In an interview with KRQE News 13, Rio Metro Board Chair Maggie Hart Stebbins acknowledged the potential cuts as well.
“We’re looking at that,” said Hart Stebbins. “We don’t want to reduce service, but there is a chance under this mandate, for a period of time until PTC gets installed, that we might have to reduce the number of trains that are running.”
It’s unclear though what any of those cuts could look like. Rio Metro officials told KRQE News 13 that they think any cuts could be done with “minimal impact” to riders.
Today, the Rail Runner runs about 20 trains each weekday between Santa Fe and Belen. Typically, those trains carry a collective passenger load of between 2,800 and 3,500 people.
Fixing the problem
So how will the Rail Runner pay for PTC technology? Officials promise that riders won’t have to shell out any more cash.
“We’re not going to raise fares to help pay for PTC,” said Meyers.
Meyers also added that Rio Metro will not pursue a change in the current one-eighth cent gross receipts tax that is levied in Bernalillo, Valencia and Sandoval counties, which pays for Rio Metro and Rail Runner operations.
After a recent meeting with Federal Railroad Administration officials, Rio Metro Board Chair Maggie Hart Stebbins believes that the Rail Runner has a plan that won’t result in fines.
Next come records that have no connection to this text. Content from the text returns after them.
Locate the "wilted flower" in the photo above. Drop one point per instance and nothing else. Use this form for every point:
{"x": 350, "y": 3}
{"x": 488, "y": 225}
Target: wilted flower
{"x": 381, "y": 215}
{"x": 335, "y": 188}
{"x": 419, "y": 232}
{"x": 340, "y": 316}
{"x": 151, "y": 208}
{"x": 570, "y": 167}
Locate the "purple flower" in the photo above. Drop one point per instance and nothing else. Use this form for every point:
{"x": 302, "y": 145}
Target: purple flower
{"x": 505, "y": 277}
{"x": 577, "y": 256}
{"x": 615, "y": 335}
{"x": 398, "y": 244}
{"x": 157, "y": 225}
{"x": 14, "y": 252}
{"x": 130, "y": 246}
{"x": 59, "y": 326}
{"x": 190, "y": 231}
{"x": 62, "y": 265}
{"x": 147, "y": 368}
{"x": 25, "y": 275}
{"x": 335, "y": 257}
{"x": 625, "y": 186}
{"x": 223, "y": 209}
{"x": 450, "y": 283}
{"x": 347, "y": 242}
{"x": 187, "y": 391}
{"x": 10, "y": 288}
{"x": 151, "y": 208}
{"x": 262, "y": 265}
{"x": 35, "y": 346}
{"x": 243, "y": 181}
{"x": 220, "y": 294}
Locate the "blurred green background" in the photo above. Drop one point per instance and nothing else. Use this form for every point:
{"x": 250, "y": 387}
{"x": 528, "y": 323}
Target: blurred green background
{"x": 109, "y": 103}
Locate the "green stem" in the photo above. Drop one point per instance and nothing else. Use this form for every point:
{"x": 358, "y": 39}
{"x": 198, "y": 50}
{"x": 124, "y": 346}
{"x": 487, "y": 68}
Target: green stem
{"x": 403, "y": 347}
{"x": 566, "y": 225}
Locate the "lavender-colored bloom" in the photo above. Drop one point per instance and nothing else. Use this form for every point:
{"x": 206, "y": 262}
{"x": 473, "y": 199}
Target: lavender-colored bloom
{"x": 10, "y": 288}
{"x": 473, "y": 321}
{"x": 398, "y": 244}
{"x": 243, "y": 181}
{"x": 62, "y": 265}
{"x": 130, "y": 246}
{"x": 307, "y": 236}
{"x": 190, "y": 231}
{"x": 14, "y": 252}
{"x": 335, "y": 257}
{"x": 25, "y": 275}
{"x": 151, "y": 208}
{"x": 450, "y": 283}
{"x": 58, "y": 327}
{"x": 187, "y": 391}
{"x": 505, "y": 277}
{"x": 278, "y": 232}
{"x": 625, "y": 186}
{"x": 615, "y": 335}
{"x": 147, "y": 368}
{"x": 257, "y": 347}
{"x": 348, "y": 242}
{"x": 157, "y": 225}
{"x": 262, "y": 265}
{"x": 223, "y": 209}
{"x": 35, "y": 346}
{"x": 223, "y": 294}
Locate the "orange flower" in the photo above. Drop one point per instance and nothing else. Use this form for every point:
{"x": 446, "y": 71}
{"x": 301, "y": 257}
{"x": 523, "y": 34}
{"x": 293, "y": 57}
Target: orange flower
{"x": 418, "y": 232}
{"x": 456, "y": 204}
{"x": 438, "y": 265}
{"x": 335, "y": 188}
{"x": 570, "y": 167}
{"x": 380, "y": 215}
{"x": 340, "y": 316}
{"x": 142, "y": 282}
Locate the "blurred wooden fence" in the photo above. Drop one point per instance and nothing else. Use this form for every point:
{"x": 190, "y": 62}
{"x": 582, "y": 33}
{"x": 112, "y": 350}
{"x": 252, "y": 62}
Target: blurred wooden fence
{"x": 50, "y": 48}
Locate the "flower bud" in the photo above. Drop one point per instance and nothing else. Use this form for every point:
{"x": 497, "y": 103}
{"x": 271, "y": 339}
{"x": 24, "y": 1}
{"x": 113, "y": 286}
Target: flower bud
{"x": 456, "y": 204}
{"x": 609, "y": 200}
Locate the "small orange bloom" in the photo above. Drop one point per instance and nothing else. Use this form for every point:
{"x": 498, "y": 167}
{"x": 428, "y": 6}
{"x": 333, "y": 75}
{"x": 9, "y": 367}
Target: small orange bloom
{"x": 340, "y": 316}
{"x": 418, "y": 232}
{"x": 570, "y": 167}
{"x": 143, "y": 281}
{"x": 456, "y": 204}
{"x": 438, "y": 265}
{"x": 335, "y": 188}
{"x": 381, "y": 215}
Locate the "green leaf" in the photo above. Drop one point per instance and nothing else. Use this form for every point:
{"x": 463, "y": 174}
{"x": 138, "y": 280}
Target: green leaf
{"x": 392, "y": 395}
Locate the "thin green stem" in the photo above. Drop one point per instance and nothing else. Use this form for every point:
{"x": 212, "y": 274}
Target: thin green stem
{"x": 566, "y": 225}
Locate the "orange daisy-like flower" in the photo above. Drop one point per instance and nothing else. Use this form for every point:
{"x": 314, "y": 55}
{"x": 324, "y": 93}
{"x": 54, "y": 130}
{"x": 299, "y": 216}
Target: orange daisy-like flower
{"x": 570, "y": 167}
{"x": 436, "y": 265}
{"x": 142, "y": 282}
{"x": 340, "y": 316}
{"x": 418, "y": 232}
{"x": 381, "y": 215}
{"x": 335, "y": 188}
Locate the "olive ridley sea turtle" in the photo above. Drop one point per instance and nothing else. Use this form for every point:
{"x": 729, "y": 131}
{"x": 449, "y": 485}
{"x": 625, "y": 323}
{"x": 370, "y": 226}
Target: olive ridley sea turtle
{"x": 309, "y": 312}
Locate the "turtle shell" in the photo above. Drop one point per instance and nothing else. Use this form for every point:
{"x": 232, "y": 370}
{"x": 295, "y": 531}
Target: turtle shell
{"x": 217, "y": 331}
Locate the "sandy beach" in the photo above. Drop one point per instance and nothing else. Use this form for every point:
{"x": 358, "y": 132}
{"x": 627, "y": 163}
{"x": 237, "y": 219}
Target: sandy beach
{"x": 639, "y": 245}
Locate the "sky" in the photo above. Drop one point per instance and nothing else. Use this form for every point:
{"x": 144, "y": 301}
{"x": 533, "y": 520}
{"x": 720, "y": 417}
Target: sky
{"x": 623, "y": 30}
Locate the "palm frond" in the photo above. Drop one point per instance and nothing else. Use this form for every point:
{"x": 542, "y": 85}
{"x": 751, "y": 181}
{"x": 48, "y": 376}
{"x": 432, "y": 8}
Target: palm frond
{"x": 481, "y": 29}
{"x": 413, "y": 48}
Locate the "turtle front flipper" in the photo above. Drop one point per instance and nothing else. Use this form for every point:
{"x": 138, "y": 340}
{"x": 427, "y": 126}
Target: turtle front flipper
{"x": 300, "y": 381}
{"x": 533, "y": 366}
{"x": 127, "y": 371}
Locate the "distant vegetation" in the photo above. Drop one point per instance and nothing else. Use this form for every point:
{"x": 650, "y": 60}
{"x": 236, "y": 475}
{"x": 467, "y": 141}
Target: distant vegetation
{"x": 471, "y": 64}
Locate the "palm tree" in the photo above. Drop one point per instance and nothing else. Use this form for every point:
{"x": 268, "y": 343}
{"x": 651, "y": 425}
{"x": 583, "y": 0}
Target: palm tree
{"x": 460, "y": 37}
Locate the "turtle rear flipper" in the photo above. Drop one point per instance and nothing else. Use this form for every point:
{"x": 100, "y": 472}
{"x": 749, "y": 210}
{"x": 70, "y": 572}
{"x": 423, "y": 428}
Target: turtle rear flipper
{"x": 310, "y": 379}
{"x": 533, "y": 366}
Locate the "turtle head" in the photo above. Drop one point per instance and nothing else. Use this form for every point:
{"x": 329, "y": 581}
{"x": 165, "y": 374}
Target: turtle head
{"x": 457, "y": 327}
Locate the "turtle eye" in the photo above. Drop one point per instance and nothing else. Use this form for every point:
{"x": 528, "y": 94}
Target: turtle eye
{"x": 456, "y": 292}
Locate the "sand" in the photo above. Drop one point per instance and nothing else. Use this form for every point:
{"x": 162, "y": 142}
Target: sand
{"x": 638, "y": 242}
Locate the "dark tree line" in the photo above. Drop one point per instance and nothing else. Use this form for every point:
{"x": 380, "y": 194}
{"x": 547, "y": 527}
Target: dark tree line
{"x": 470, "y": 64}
“Their message was, ‘we want to work with you, this is a mandate from Congress, we’re not here to penalize rail roads, but we recognize that you are under a tremendous burden and time constraints in complying with federal law,’” said Hart Stebbins.
She also believes the train has a financial strategy that can pay for the $50 million PTC investment.
“We feel like there is a solution that is not going to add any cost to New Mexico residents,” said Hart Stebbins.
Hart Stebbins says the latest financial plan will allow Rio Metro to bond against the roughly $8.3 million in annual federal funds that the Rail Runner now gets for operations and maintenance to the rail line.
“It’s a tried and true strategy in the state,” said Hart Stebbins of the strategy of “bonding based on future federal funds.”
“It is a relief, to me, having looked at this issue for a long time, to know that we actually have a path forward, a way to fund these improvements,” said Hart Stebbins.
There’s no timetable though on when the PTC project could be finished, and until it is, the Rail Runner is likely to have to scale back service to some degree to meet an alternative safety plan that’s acceptable to the FRA.
For frequent riders, the uncertainty of how PTC will likely affect their ride is unsettling.
“Well you know that’s too bad,” said Ruth Smith, who rides the train several times a week from Belen.
“It’s just one of those things where you just have to, you know, bear it,” said Smith.
“I don’t know what I’d do without it, because there wouldn’t be another way for me to get to work and to pay my bills and what not,” said Avery Marshall of Bernalillo. “It’s a reliable source of transportation for me.”